A laparoscopic gallbladder removal is a common procedure a surgeon may need to perform to remove liver stones, also known as gallstones, reports Healthline. This procedure involves the surgeon making three to four incisions on the abdomen and inserting a small, lighted device into one of the incisions to carefully remove the gallbladder. Generally, the patient can go home on the day of the surgery.
If surgery is necessary, the surgeon removes the gallstones along with the gallbladder in a procedure called a cholecystectomy, explains David M Lloyd. The laparoscopic part of the procedure are the keyhole techniques used to remove the gallbladder, which are considered the gold standard of treatments.
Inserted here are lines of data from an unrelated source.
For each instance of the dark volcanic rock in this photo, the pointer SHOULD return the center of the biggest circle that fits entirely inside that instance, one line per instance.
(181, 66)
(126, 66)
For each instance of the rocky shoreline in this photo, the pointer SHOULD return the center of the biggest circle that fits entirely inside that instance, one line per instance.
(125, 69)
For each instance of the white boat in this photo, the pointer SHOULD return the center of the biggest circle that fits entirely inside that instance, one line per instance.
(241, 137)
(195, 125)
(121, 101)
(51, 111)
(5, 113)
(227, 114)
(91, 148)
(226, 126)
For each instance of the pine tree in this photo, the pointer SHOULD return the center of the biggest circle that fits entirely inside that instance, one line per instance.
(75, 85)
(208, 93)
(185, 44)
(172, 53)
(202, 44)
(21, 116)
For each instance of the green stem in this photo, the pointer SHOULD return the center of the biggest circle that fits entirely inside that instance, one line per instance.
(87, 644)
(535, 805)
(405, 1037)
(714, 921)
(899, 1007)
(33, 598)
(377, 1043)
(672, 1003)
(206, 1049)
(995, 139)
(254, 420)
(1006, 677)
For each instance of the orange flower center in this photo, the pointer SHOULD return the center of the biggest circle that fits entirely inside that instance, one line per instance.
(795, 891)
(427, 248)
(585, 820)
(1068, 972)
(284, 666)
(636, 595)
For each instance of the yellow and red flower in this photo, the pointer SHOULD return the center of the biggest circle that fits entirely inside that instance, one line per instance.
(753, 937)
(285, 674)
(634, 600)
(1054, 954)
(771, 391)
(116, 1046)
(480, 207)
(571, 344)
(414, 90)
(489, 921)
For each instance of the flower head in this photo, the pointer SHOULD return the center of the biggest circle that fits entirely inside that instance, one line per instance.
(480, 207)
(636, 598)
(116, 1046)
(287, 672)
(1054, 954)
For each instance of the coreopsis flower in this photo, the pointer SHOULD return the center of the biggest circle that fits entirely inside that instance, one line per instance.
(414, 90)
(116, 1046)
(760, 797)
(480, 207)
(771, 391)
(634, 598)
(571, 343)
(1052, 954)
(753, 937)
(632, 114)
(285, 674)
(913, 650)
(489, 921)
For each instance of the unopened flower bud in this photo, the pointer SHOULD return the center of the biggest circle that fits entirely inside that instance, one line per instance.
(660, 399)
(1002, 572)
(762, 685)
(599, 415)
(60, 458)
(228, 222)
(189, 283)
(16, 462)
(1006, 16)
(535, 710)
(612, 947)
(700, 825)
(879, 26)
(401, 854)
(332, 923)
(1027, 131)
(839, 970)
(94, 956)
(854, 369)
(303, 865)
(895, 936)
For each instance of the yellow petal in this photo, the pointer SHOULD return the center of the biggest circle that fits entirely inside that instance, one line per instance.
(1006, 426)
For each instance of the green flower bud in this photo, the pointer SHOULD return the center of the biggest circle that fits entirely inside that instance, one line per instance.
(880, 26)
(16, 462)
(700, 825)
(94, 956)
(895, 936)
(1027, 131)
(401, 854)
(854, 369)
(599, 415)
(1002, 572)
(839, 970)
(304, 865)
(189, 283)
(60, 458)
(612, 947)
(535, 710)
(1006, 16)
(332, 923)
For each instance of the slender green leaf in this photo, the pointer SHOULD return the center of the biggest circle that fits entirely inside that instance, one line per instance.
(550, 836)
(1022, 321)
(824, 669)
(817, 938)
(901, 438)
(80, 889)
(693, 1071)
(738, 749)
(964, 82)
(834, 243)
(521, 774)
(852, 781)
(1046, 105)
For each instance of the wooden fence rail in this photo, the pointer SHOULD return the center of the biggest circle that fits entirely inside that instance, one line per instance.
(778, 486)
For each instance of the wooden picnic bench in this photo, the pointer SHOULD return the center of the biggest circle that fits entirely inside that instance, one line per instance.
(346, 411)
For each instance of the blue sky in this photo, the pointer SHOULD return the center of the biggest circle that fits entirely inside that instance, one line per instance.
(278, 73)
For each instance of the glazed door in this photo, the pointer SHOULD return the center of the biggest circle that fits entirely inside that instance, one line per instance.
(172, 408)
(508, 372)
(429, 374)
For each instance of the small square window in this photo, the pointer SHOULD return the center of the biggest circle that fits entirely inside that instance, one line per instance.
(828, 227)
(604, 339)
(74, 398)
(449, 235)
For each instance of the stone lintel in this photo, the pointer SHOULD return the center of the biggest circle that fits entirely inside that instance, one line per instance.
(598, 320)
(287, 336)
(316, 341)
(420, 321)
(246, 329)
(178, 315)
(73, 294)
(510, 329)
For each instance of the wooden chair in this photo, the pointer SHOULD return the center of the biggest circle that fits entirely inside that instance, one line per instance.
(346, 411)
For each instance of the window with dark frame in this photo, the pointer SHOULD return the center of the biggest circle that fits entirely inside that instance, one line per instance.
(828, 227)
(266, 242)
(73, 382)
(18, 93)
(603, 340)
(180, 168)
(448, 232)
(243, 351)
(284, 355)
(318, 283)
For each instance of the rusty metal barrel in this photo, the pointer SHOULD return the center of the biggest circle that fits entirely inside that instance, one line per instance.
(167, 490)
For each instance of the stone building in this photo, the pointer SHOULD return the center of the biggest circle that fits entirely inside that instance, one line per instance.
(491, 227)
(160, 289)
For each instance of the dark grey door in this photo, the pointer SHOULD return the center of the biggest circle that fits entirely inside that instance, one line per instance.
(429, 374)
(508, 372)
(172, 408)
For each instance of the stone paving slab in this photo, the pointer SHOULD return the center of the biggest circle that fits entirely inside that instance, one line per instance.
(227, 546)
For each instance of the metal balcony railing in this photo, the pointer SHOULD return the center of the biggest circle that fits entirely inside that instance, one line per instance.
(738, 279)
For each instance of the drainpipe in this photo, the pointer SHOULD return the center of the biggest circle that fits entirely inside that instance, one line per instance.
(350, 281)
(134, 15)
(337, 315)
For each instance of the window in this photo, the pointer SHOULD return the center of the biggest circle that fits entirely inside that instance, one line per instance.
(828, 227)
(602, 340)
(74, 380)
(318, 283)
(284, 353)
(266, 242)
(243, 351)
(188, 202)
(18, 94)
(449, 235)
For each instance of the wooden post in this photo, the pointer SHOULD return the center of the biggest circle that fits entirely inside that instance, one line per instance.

The surgeon conducts the procedure using a full general anaesthesia, and it usually takes approximately 30 minutes to an hour to complete, reports David M Lloyd. After making incisions on the abdomen, the surgeon inserts a small telescope, or laparoscope, into one of them. He also inserts carbon dioxide to insufflate the abdomen to assist in visualising the gallbladder. He makes three additional incisions below the ribcage to allow the laparoscopic equipment to pass through, while monitoring of the entire operation takes place on a large screen. The surgeon then detaches the gallbladder from the bile duct and liver bed and removes it. After the operation, he closes the incisions with dissolvable subcutaneous stitches.